Linguistic Signal Perturbation: Small edits disrupt the coreference and entity linking processes, compromising the structural integrity of the resulting graphs.
Fragmentation Induction: These small disturbances spread throughout the graph structure, fragmenting it broadly and thus destabilizing the multi-hop reasoning pathways.

UKPA Performance and Effects

UKPA demonstrates a striking reduction in QA performance from 95% down to 50% accuracy by editing less than 0.05% of the corpus on average, with structural degradation evident in reduced node and edge retention rates and Jaccard similarity. The strategic linguistic manipulation results in nodes becoming isolated, relations disjoined and a collapse of long-range reasoning.

Figure 3: Impact of the number of modified chunks (Top-K) on the ASR of TKPA.

Figure 4: Impact of edit distance on UKPA.

Evaluation and Efficacy

The experimental evaluation confirmed the high effectiveness and stealth of both attacks. TKPA achieved an average ASR greater than 91% with substantial semantic deviation from correct QA responses, while UKPA collapsed QA accuracy from 95% to 50% by editing a nominal percentage of words.

Defense Mechanism Evaluation

Evaluations against state-of-the-art defenses, including Perplexity-based Filter (PF), LLM-based Contamination Detector (LLMDet), and Semantic Closeness Checking (SCC), reveal their inadequacies in detecting both types of attacks.

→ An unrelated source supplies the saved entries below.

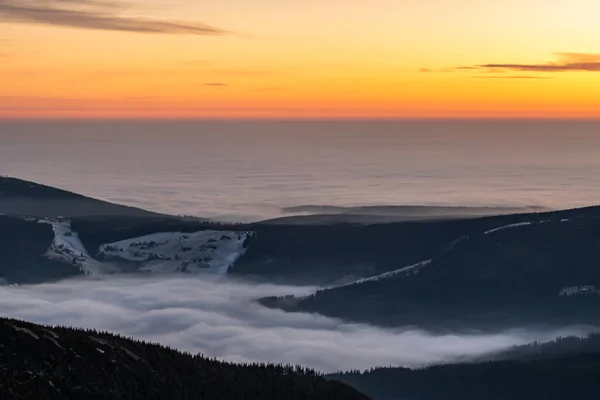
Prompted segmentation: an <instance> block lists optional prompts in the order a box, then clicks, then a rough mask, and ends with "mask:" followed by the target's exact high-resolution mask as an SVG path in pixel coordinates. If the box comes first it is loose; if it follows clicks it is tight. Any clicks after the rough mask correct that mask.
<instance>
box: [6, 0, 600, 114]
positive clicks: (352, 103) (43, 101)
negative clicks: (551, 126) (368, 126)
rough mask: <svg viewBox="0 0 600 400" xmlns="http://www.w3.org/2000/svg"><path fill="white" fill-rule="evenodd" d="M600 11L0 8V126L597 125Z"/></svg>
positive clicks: (160, 7) (92, 4) (225, 8)
mask: <svg viewBox="0 0 600 400" xmlns="http://www.w3.org/2000/svg"><path fill="white" fill-rule="evenodd" d="M599 16H600V1H598V0H503V1H497V0H452V1H449V0H369V1H364V0H345V1H342V0H305V1H291V0H253V1H249V0H220V1H208V0H152V1H141V0H0V118H28V117H65V118H82V117H85V118H87V117H108V118H115V117H117V118H121V117H140V118H148V117H166V118H167V117H169V118H176V117H177V118H179V117H219V118H221V117H243V118H247V117H250V118H252V117H274V118H285V117H294V118H296V117H298V118H300V117H396V118H402V117H417V118H422V117H600V23H598V18H599Z"/></svg>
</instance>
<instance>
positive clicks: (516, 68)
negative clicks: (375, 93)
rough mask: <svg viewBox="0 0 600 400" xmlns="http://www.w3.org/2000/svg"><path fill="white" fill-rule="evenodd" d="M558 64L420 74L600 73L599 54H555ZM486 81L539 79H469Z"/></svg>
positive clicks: (446, 68) (462, 67) (450, 70)
mask: <svg viewBox="0 0 600 400" xmlns="http://www.w3.org/2000/svg"><path fill="white" fill-rule="evenodd" d="M556 55H557V56H558V58H559V61H558V62H549V63H546V64H519V63H488V64H480V65H470V66H460V67H454V68H445V69H437V70H436V69H430V68H421V69H420V72H457V71H480V72H486V73H500V72H506V71H513V72H540V73H542V72H547V73H551V72H575V71H579V72H600V54H586V53H556ZM470 78H487V79H541V77H532V76H522V75H517V76H511V77H509V76H507V77H493V76H490V77H484V76H481V77H478V76H475V77H473V76H472V77H470Z"/></svg>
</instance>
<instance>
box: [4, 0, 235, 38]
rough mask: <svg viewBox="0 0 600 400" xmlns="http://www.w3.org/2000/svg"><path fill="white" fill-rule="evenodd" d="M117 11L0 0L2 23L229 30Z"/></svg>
mask: <svg viewBox="0 0 600 400" xmlns="http://www.w3.org/2000/svg"><path fill="white" fill-rule="evenodd" d="M67 7H68V8H67ZM117 11H118V7H117V6H116V4H114V3H108V2H102V1H86V0H82V1H79V2H76V1H74V0H48V1H44V2H40V1H32V0H18V1H17V0H0V22H21V23H33V24H46V25H56V26H64V27H72V28H83V29H95V30H110V31H127V32H138V33H166V34H191V35H225V34H228V33H229V32H227V31H225V30H222V29H219V28H215V27H212V26H209V25H205V24H201V23H183V22H173V21H163V20H153V19H145V18H135V17H125V16H119V15H118V14H117Z"/></svg>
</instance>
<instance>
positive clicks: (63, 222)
mask: <svg viewBox="0 0 600 400" xmlns="http://www.w3.org/2000/svg"><path fill="white" fill-rule="evenodd" d="M38 223H41V224H51V225H52V230H53V231H54V241H53V242H52V244H51V245H50V247H49V248H48V250H47V251H46V254H45V256H46V257H48V258H49V259H51V260H54V261H59V262H64V263H67V264H72V265H73V266H75V267H77V268H79V269H80V270H81V271H82V272H83V273H85V274H86V275H94V276H97V275H101V274H102V272H103V271H102V270H103V268H107V267H108V266H105V265H103V264H102V263H100V262H98V261H97V260H94V259H93V258H92V257H91V256H90V255H89V254H88V252H87V250H86V249H85V246H84V245H83V243H81V239H79V234H78V233H77V232H73V231H72V230H71V221H64V220H39V221H38Z"/></svg>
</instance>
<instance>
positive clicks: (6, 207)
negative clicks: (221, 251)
mask: <svg viewBox="0 0 600 400" xmlns="http://www.w3.org/2000/svg"><path fill="white" fill-rule="evenodd" d="M0 214H4V215H13V216H27V217H35V218H57V217H65V218H72V217H83V216H98V215H110V216H148V217H150V216H159V215H161V214H159V213H154V212H151V211H146V210H142V209H140V208H136V207H129V206H123V205H117V204H113V203H109V202H106V201H102V200H97V199H92V198H90V197H86V196H82V195H79V194H76V193H72V192H69V191H66V190H62V189H57V188H54V187H50V186H45V185H41V184H38V183H34V182H28V181H24V180H21V179H17V178H10V177H3V176H0Z"/></svg>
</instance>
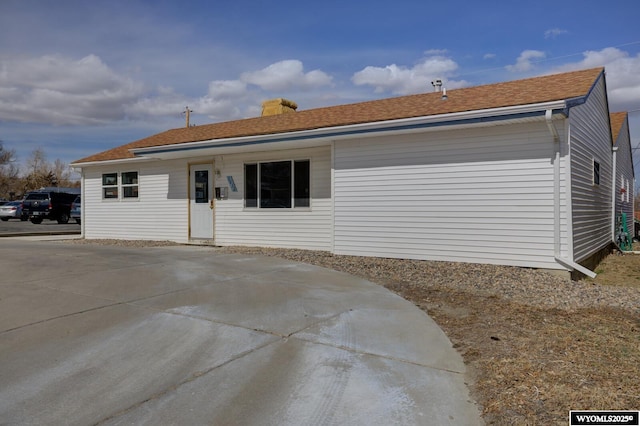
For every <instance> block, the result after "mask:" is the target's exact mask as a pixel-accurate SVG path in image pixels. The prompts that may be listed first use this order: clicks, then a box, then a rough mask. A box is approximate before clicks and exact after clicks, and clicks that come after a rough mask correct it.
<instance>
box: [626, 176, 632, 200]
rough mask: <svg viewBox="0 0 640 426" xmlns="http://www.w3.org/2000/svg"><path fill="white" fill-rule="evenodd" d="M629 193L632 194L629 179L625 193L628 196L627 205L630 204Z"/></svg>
mask: <svg viewBox="0 0 640 426" xmlns="http://www.w3.org/2000/svg"><path fill="white" fill-rule="evenodd" d="M629 192H631V188H630V187H629V179H627V190H626V191H625V194H626V196H627V203H628V202H629Z"/></svg>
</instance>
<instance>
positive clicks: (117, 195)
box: [100, 170, 140, 202]
mask: <svg viewBox="0 0 640 426" xmlns="http://www.w3.org/2000/svg"><path fill="white" fill-rule="evenodd" d="M131 173H135V174H136V175H135V176H136V177H135V182H136V183H124V175H127V174H131ZM113 175H115V184H112V185H105V177H113ZM100 183H101V192H102V201H106V202H116V201H118V202H123V201H124V202H128V201H137V200H139V199H140V172H139V171H138V170H127V171H125V172H122V171H118V172H107V173H102V174H101V180H100ZM128 188H136V190H135V196H126V195H125V190H126V189H128ZM108 189H110V190H114V189H115V192H116V196H115V197H106V196H105V193H106V192H105V191H106V190H108Z"/></svg>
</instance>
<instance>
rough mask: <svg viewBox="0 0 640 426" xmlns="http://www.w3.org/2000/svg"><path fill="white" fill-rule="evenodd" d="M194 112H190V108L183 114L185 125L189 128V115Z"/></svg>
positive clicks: (187, 106) (187, 108)
mask: <svg viewBox="0 0 640 426" xmlns="http://www.w3.org/2000/svg"><path fill="white" fill-rule="evenodd" d="M192 112H193V110H190V109H189V107H188V106H186V107H185V108H184V112H183V114H184V115H185V124H186V126H187V128H188V127H189V114H191V113H192Z"/></svg>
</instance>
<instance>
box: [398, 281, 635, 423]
mask: <svg viewBox="0 0 640 426" xmlns="http://www.w3.org/2000/svg"><path fill="white" fill-rule="evenodd" d="M389 287H390V288H391V289H392V290H394V291H396V292H398V293H399V294H401V295H402V296H403V297H405V298H406V299H409V300H412V301H414V302H416V303H418V304H419V306H421V307H422V308H425V309H426V310H427V311H428V312H429V313H430V315H431V317H432V318H433V319H434V320H435V321H436V322H437V323H438V324H439V325H440V326H441V327H442V328H443V330H444V331H445V332H446V333H447V335H448V336H449V338H450V339H451V341H452V342H453V343H454V346H455V347H456V348H457V349H458V351H460V353H461V354H462V356H463V358H464V360H465V363H466V364H467V366H468V367H469V368H470V369H471V372H472V373H473V375H474V376H475V377H474V379H475V380H474V382H475V383H474V385H473V386H472V391H473V393H474V396H475V398H476V400H477V401H478V402H479V403H480V404H481V405H482V406H483V416H484V419H485V421H486V422H487V424H499V425H511V424H523V425H524V424H527V425H528V424H540V425H550V424H567V418H568V413H569V410H571V409H637V408H638V407H640V384H639V382H638V380H637V378H638V377H639V374H640V337H639V331H640V323H639V321H638V318H637V316H636V315H635V314H633V313H631V312H625V311H623V310H619V309H618V310H615V309H606V308H605V309H581V310H578V311H576V312H567V311H564V310H560V309H555V308H554V309H539V308H533V307H530V306H524V305H519V304H517V303H512V302H509V301H505V300H502V299H500V298H499V297H491V296H479V295H477V294H472V293H465V292H452V291H447V290H435V291H434V290H427V289H424V290H423V291H421V290H419V289H416V288H410V289H406V288H403V287H402V286H401V285H398V286H396V285H392V286H389Z"/></svg>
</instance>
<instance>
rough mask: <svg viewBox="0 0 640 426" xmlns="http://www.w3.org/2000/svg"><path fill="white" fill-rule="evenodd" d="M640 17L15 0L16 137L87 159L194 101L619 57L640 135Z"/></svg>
mask: <svg viewBox="0 0 640 426" xmlns="http://www.w3.org/2000/svg"><path fill="white" fill-rule="evenodd" d="M638 16H640V2H638V0H611V1H608V2H602V1H601V0H598V1H594V0H565V1H561V2H558V1H547V0H539V1H536V2H520V1H513V0H505V1H498V0H485V1H480V2H479V1H456V0H449V1H446V2H445V1H441V2H429V1H424V0H421V1H404V0H396V1H393V2H389V1H385V2H382V1H378V0H368V1H366V2H364V1H348V0H341V1H334V0H324V1H322V2H306V1H298V2H277V1H276V2H266V1H243V0H236V1H227V0H217V1H189V0H181V1H162V0H160V1H148V0H126V1H119V0H110V1H101V0H92V1H84V0H82V1H80V0H78V1H76V0H58V1H55V2H53V1H48V0H17V1H14V0H0V140H1V141H2V142H3V144H4V146H5V148H8V149H15V151H16V153H17V156H18V161H20V162H22V161H24V160H26V159H27V157H28V156H29V153H30V152H32V151H33V150H34V149H35V148H38V147H40V148H43V149H44V151H45V152H46V154H47V156H48V158H49V160H54V159H57V158H59V159H61V160H63V161H65V162H71V161H73V160H77V159H80V158H82V157H85V156H87V155H91V154H94V153H96V152H99V151H103V150H106V149H110V148H112V147H115V146H118V145H122V144H124V143H128V142H131V141H134V140H137V139H140V138H142V137H146V136H149V135H151V134H154V133H158V132H161V131H164V130H167V129H170V128H175V127H181V126H183V125H184V115H183V114H182V112H183V111H184V108H185V107H186V106H187V105H188V106H189V108H190V109H191V110H193V113H192V115H191V122H192V124H206V123H211V122H217V121H226V120H232V119H239V118H245V117H252V116H257V115H259V113H260V105H261V102H262V101H263V100H266V99H269V98H273V97H285V98H288V99H291V100H294V101H296V102H297V103H298V105H299V110H303V109H310V108H315V107H320V106H328V105H336V104H344V103H351V102H358V101H364V100H369V99H379V98H385V97H391V96H398V95H404V94H410V93H419V92H425V91H431V90H432V87H431V84H430V82H431V81H432V80H434V79H436V78H440V79H442V80H443V81H444V85H445V87H447V88H452V89H453V88H459V87H465V86H475V85H479V84H487V83H494V82H499V81H507V80H515V79H520V78H526V77H531V76H536V75H542V74H548V73H551V72H559V71H567V70H573V69H581V68H590V67H595V66H605V67H606V71H607V85H608V90H609V100H610V104H611V110H612V111H621V110H626V111H632V110H639V111H634V112H631V113H630V118H631V125H632V128H631V139H632V144H633V145H634V146H636V145H638V144H639V143H640V30H639V28H640V27H639V26H638ZM638 153H640V151H639V152H638ZM636 167H640V164H639V163H638V162H636Z"/></svg>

The sophisticated nature of TKPA and UKPA, with their minimal text modifications and deeply structural implications, renders these defenses ineffective.

Figure 5: Proposed GraphRAG pipeline illustrating chunk to knowledge graph conversion used in TKPA and UKPA.

Conclusion

This paper identifies a critical vulnerability within GraphRAG systems, revealing the susceptibility of automatically constructed knowledge graphs to minute text modifications. Through the development of Targeted Knowledge Poisoning Attack (TKPA) and Universal Knowledge Poisoning Attack (UKPA), the research demonstrates both precise and widespread effects of manipulative interventions coupled with their marked ability to evade current defenses. The findings urge a reevaluation of graph construction's role in the security framework of GraphRAG systems and call for further research into robust defense strategies against manipulation-only threats, particularly with the inclusion of multimodal data sources.